RuntimeError: CUDA out of memory in train mode

Homa · June 3, 2021, 6:16am

Hi
I get ‘RuntimeError: CUDA out of memory’ in train mode. I can not reproduce the problem anymore,Tried all of these:
. gc.collect()
.torch.cuda.empty_cache()
. set the batch size equal to 1
What is strange, is that the EXACT same code ran fine before. When I tried to run the same code with slightly different hyperparams (doesn’t affect the model,like learning rate and decay) it breaks during the first iteration of the first epoch. Even when I try to run the same hyperparams as my first experiment, it failed. Can you hepl me?thanks.

ptrblck · June 3, 2021, 7:29am

Your GPU memory might be allocated by another process, so you could check it via nvidia-smi and make sure the GPU is empty before starting your training.

Homa · June 3, 2021, 7:43am

I’m testing this. thanks for reply

saba · June 10, 2021, 2:38am

Hi Ptrblck,

I hope you are well. Sorry my job is running and after 500 epoch it stops and gave me this error. would you please help me with that? I am running the code on HPC Bracewell.

RuntimeError: CUDA out of memory.

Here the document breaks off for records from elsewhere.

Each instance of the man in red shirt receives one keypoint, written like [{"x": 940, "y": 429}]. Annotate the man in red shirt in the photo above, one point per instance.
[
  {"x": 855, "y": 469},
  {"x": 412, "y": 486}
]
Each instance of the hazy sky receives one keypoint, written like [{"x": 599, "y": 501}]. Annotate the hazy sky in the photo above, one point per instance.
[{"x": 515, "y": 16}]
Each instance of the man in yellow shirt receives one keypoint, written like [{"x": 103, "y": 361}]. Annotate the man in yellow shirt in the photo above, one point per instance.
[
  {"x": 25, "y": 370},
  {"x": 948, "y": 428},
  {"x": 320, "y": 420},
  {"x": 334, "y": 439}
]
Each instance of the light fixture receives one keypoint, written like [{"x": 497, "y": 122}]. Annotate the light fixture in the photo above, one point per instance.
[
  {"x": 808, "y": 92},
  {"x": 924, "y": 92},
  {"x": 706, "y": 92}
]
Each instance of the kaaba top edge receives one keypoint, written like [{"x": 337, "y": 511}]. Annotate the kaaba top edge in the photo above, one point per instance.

Tried to allocate 1.23 GiB (GPU 0; 15.90 GiB total capacity; 14.78 GiB already allocated; 269.75 MiB free; 198.87 MiB cached)

ptrblck · June 10, 2021, 4:53am

This error indicates that your device is running out of memory and crashes.
This could happen, e.g. in case you are storing unnecessary tensors and are thus increasing the memory usage throughout the training (check the memory usage during the training via nvidia-smi and make sure it’s constant after some iterations/epochs), or e.g. if you are working with variable input shapes and one particular batch contains especially large inputs (use a max. shape in that case), or e.g. if you are using a shared system and another user uses the same GPU and allocated memory, etc.